In 1985, the N.C.S. found their ambition and built a 41-foot version of the goat that was featured in the Guinness Book of World Records. The group placed a six-foot fence around the goat, and it was supervised by members of an infantry regiment. (It survived all the way until January.) Today, the N.C.S. and the Southern Merchants, who have since rejoined the fray, build competing goats that are, alas, both often burned down. By 1988, gamblers had begun placing bets on whether the goat would burn and when it would happen.

Protecting The Goat
Gävle city officials have built fences around the goat, fireproofed it, and even set up webcams to monitor the goat with varying degrees success. In 2005, a pair of vandals dressed in Santa and gingerbread man costumes got around that whole fence thing by shooting flaming arrows at one of the goats. In 2009, after a vandal couldn't manage to set the N.C.S. goat on fire, they straight-up stole it. On December 23 of the same year, hackers took out the security cameras surrounding the Southern Merchants goat before having themselves a mountain barbecue.
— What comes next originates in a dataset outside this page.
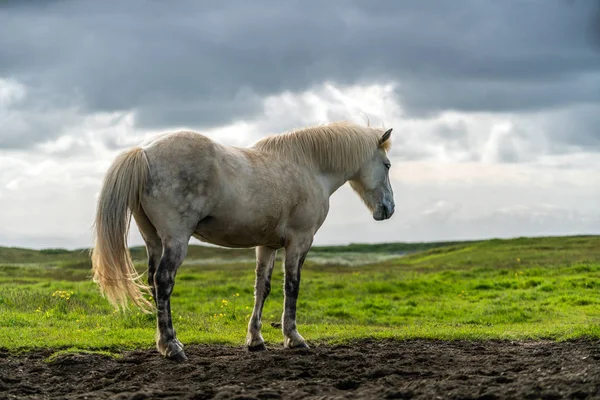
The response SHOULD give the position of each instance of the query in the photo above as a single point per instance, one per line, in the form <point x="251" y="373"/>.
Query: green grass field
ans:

The only reliably effective deterrent is manpower: On years when volunteers are stationed at the goat throughout the night, the straw statues survive the holiday, but not for lack of trying. In 2010, a truly enterprising group offered a guard $50,000 to let them kidnap the goat via helicopter.
The annual construction of the goat has achieved its purpose by turning the eyes of the world toward this small Swedish town, but it's also invited vandals from all corners of the Earth to try their hand at destroying a huge Christmas ornament. In 2001, when a vandal from Ohio named Lawrence Jones was arrested for burning down the goat, the judge admitted that "the truth is that the goat is built to be burned," but it's meant to be enjoyed by the community. Jones was an outsider, and that, much like the Gävle Goat, simply will not stand.